Translator John Farndon returns to the Finborough Theatre where he translated Neda Nejdana's Pussycat in Memory of Darkness and Inna Goncharova’s The Trumpeter. He is a writer, poet, playwright, songwriter and translator of literature from Eurasia, including many plays for the Worldwide Ukrainian Play Readings series, including Polina Pologonceva’s Save the Light and Andriy Bondarenko’s Fox Dark as Light Night (Baron’s Court Theatre), Neda Nejdana’s He Who Opens the Door (A Play, A Pie and A Pint at Òran Mór, Glasgow, and Traverse Theatre, Edinburgh) and Neda Nejdana’s Closed Sky (Wiesbaden Staatstheater in a Ukrainian production from Kyiv). His own plays include Anya (Donmar Warehouse), High Risk Zone (Almeida Theatre), The Naked Guest (Pleasance Edinburgh), Lope De Vega’s verse play Dog in a Manger (Cockpit Theatre), an adaptation of Mozart’s Il Seraglio (Plymouth Theatre Royal, Salisbury Playhouse and Riverside Studios, London) and Puccini's La Boheme (Arcola Theatre). He was joint winner of 2019 EBRD Literature Prize for translating poetry in Uzbek writer Hamid Ismailov’s The Devil’s Dance, and finalist for 2020 US PEN Translation Award for Kazakh writer Rollan Seysenbaev’s The Dead Wander in the Desert.
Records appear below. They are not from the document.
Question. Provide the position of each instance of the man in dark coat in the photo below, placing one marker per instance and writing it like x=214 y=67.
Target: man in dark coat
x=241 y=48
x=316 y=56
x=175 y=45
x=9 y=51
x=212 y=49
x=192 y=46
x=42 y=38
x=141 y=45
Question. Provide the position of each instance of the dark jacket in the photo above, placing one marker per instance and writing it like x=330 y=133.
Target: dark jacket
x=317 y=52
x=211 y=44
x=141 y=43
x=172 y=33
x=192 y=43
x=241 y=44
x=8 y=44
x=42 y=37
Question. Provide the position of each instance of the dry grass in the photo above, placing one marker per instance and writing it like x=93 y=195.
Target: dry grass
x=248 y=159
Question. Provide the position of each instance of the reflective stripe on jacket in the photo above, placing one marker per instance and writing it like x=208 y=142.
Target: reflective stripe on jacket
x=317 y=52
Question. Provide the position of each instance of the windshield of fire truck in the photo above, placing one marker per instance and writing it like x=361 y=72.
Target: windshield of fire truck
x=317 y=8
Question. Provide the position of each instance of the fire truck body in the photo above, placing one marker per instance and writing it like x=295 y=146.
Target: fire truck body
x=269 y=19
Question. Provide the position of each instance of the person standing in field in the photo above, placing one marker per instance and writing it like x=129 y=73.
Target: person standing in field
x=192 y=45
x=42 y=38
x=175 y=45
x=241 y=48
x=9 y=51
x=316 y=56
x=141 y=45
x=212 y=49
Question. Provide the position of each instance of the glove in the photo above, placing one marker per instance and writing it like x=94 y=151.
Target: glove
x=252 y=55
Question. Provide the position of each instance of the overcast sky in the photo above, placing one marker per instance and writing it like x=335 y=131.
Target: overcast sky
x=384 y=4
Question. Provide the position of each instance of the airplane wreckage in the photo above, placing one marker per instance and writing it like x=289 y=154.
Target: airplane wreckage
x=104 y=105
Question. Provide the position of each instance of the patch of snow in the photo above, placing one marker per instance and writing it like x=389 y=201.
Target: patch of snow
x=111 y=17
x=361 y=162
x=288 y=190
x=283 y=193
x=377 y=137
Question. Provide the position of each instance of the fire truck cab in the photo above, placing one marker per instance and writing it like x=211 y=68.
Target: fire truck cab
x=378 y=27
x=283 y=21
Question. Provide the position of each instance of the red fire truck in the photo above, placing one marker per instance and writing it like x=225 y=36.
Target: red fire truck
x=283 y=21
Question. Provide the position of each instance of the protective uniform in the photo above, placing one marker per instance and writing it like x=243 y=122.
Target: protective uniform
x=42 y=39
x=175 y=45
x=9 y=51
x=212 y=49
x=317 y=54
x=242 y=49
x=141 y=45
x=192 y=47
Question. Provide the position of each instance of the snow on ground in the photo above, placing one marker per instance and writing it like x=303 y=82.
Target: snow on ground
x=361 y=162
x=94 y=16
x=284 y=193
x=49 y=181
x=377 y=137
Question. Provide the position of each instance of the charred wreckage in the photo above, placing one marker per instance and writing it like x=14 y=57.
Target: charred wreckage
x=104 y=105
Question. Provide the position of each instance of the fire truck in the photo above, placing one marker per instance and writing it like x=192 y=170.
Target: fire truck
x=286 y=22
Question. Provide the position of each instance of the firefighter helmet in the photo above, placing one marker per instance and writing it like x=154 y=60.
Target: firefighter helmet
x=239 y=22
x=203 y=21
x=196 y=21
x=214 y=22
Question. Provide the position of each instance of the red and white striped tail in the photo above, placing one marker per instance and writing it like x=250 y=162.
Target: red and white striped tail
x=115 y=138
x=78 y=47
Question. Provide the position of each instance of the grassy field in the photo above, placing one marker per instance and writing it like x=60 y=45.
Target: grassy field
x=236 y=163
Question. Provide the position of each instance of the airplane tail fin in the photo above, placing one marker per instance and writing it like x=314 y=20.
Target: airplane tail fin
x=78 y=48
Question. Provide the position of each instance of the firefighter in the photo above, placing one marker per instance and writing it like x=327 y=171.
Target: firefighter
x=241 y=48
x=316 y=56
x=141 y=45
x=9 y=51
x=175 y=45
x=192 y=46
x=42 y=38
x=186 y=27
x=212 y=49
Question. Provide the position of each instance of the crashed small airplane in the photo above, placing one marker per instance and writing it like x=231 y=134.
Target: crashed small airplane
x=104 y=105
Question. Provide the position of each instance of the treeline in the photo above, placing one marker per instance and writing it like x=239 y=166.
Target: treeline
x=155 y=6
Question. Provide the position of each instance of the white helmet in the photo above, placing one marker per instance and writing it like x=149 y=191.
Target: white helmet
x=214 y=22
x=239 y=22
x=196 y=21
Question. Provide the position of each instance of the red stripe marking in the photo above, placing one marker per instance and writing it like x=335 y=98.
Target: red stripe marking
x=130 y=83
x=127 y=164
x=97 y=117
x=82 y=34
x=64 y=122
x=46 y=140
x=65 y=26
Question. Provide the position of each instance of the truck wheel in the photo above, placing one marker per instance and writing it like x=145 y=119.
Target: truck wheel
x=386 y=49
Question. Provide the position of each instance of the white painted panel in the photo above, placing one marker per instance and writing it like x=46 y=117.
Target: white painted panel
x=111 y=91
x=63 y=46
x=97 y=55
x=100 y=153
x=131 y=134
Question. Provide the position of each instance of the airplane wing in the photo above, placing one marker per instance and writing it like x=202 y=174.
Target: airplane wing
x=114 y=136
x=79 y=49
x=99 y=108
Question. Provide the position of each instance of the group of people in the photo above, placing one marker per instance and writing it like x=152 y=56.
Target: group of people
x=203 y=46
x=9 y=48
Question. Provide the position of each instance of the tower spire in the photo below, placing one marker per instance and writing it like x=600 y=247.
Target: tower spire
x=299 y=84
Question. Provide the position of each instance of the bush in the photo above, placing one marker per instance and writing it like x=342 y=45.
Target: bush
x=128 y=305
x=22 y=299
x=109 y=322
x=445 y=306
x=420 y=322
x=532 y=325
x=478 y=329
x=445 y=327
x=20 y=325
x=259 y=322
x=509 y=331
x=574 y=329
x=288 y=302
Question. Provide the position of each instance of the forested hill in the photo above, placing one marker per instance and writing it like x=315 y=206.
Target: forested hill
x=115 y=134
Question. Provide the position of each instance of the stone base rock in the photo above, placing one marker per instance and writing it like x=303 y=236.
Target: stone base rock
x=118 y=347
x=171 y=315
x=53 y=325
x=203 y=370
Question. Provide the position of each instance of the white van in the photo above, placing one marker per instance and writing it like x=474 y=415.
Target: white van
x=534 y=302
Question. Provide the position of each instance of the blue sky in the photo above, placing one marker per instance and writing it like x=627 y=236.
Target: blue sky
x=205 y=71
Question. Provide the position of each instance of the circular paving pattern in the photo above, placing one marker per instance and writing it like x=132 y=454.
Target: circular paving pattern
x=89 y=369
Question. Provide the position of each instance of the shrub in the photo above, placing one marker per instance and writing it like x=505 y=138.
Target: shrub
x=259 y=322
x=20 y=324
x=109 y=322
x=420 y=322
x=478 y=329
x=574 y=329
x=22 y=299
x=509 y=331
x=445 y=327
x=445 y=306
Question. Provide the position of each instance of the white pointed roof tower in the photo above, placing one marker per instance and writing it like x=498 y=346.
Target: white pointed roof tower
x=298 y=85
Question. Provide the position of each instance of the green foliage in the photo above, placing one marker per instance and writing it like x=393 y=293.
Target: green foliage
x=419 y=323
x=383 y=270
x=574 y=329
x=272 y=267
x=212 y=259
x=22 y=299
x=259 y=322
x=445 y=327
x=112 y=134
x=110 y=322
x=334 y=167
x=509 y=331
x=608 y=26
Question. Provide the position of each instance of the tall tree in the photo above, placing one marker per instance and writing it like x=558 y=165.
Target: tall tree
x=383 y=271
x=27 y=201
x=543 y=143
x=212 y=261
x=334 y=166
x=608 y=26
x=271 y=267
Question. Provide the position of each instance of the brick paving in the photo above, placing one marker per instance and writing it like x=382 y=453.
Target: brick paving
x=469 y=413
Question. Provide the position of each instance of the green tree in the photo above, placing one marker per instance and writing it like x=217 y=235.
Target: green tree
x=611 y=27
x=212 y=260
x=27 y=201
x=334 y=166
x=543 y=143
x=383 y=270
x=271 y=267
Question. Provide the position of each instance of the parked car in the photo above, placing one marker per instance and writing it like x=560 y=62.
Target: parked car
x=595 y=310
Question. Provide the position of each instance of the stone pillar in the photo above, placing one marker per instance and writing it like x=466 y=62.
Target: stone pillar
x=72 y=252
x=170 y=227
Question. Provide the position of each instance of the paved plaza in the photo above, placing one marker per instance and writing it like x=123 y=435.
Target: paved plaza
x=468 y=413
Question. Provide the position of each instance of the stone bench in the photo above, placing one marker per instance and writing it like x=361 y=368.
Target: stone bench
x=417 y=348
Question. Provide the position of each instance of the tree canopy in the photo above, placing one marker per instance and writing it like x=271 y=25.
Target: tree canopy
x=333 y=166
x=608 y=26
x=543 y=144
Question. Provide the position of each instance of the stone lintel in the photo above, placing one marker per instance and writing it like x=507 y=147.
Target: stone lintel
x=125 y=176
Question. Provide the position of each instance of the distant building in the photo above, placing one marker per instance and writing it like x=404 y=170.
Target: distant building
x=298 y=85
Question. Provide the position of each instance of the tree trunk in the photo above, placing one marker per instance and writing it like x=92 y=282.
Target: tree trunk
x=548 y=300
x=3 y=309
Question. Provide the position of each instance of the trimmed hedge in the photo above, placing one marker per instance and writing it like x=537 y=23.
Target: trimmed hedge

He is also a judge for the OffWestEnd Theatre Awards. He has written over a thousand books on science, nature and other topics. He has been shortlisted five times for the Young People’s Science Book Prize. www.johnfarndon.com


Director Chris Loveless returns to the Finborough Theatre where his productions include Lullabies of Broadmoor – A Broadmoor Quartet and The Demon Box (Vibrant – A Festival of Finborough Playwrights). London theatre includes Tess of the D’Urbervilles (New Wimbledon Studio), Bel-Ami (Charing Cross Theatre), Diary of a Madman (New Wimbledon Studio and national tour), Five Kinds of Silence (White Bear Theatre), an Evening Standard Critics’ Choice for The Remains of the Day (Union Theatre), a Time Out Critics’ Choice’s for both Moonshadow and The Custom of the Country (White Bear Theatre), Stairway to Heaven for which he was nominated for the OffWestEnd Award for Best Director (Blue Elephant Theatre) and Dracula (White Bear Theatre). Regional and international theatre includes The Beast Will Rise, People are Cats People are Dogs, The Tragicomical 'istory of 'Arry (all Edinburgh Fringe), Ne dis rien a personne (Saint Pierre Lycée, Vichy), Normal(Tobacco Factory, Bristol), Ray Collins Dies On Stage, Dust to Dust (Alma Theatre, Bristol) and 24 Hour Plays (Ustinov Studio, Theatre Royal Bath). He trained at the Bristol Old Vic Theatre School, and is an Associate Director of Stepping Out Theatre, and a former Associate Director of both the White Bear Theatre and The Ashton Group.
 

Stepping Out Theatre are the UK’s leading mental health theatre company working with theatre professionals and mental health service users to put compelling human stories on stage. Their Associate Director Chris Loveless returns to the Finborough Theatre where he directed Stepping Out Theatre’s production of Steve Hennessy’s acclaimed quartet of plays about famous murderers, Lullabies of Broadmoor – A Broadmoor Quartet.